Джинни добросовестно посещала группу. Даже спустя год, переехав в Сан-Франциско, она редко пропускала занятия, хотя добираться на общественном транспорте стало очень неудобно. Хотя Джинни получала в группе достаточно поддержки, чтобы сохранять самообладание в течение всего этого времени, реального прогресса у нее не отмечалось. Фактически мало кто из пациентов проявил бы такую настойчивость и продержался бы столь долго в группе с такими незначительными результатами. Поэтому была причина полагать, что Джинни продолжала посещать группу, в основном чтобы поддерживать контакт со мной. Она продолжала считать, что ей могу помочь я, и только я. Терапевты и члены группы отмечали это постоянно. Они постоянно замечали, что Джинни боялась меняться, так как улучшение означало бы, что она меня потеряет. Только не меняя своего беспомощного состояния, она могла гарантировать себе мое присутствие.
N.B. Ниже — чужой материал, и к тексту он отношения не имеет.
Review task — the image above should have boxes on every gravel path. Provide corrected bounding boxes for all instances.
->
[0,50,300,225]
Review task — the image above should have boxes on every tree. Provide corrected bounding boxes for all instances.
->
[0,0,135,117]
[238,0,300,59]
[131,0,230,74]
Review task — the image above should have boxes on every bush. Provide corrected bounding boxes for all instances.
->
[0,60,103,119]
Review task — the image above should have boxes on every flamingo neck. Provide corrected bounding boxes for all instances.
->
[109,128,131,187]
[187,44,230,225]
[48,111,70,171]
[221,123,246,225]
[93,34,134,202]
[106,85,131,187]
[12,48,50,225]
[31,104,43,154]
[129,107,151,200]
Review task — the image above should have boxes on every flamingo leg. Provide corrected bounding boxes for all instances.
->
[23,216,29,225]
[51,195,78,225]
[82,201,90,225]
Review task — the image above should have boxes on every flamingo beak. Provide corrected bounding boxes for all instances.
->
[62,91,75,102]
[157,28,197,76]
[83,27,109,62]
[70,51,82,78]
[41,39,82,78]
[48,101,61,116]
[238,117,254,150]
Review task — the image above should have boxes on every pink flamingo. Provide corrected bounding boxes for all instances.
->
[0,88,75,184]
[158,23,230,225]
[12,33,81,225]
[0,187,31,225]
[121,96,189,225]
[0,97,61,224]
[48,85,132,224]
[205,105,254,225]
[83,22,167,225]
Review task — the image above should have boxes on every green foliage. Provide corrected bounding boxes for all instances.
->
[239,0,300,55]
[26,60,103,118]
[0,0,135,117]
Так что изменений не было. Она оставалась зажатой, замкнутой и часто не общалась с группой. Другие пациенты были заинтригованы ею. Но когда она начинала говорить, она становилась восприимчивой и была готова помочь другим. Один мужчина в группе сильно в нее влюбился, а другие добивались ее внимания. Но оттепель не наступала, она так и оставалась охваченной страхом и никак не могла научиться свободно выражать свои чувства или взаимодействовать с другими людьми.
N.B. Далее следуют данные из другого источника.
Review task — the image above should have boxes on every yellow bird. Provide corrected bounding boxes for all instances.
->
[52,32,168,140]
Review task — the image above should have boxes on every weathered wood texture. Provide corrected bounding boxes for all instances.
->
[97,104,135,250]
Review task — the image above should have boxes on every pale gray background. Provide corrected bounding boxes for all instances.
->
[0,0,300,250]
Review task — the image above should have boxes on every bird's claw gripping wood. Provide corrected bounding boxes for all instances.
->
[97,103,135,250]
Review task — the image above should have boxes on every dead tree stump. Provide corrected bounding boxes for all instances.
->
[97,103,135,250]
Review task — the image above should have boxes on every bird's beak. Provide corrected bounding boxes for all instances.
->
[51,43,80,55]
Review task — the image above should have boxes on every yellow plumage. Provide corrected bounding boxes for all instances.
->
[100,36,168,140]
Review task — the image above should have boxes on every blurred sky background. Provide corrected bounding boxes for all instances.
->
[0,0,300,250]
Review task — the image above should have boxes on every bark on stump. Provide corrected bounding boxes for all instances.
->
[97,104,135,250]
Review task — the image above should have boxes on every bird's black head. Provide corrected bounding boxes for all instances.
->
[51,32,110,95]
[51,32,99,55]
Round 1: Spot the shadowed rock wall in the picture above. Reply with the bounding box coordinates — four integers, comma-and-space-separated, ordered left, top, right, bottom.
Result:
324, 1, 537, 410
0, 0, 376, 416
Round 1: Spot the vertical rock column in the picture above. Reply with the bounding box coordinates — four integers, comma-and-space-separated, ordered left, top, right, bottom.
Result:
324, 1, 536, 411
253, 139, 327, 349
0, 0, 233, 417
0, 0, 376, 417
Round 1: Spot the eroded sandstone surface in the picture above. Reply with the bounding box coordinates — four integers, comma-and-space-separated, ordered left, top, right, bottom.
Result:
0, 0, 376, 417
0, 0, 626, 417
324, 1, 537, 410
В течение тех полутора лет, что Джинни была в группе, у меня было два котерапевта, оба мужчины, каждый из которых работал с группой примерно по девять месяцев. Их выводы о Джинни почти совпадали с моими: «неземное… печальное… высокомерное, но смущенное удивление всей процедурой… ее энергетика никогда не будет полностью использоваться для контактов с реальностью….В группе только «присутствует»… мучительный рост привязанности к доктору Ялому, которая выдержала все пояснительные усилия… все, что она делала в группе, рассматривалось в свете его одобрения или неодобрения… менялась от сверхчувствительной и реагирующей на других до просто отсутствующей в данном месте… загадка в группе… пограничная шизофреничка, которая все же так и не подошла слишком близко к границе психоза… шизоид… слишком сильно осознает первичный процесс…»

В течение всего периода групповой терапии Джинни искала другие методы избавления от оков опутывающей ее неловкости, которые она сама на себя и надела. Она часто посещала «Эзален» [Альтернативный образовательный центр, основанный в 1962 г. Занимается исследованиями «потенциала человека», мира нереализованных возможностей человека. — Прим. перев.] и другие местные центры развития. Руководители этих программ разработали ряд конфронтационных методов и ускоренных программ для мгновенного изменения Джинни: марафоны голышом для преодоления ее сдержанности и скрытности, психодраматические методы и психологическое карате для избавления ее от покорности и застенчивости и стимуляция вагины электровибратором для пробуждения ее дремлющего оргазма. И все тщетно! Она была прекрасной актрисой и могла легко войти на сцене в роль. К несчастью, после окончания спектакля она быстро выходила из новой роли и сбрасывала с себя кожу театра так же, как и входила в нее.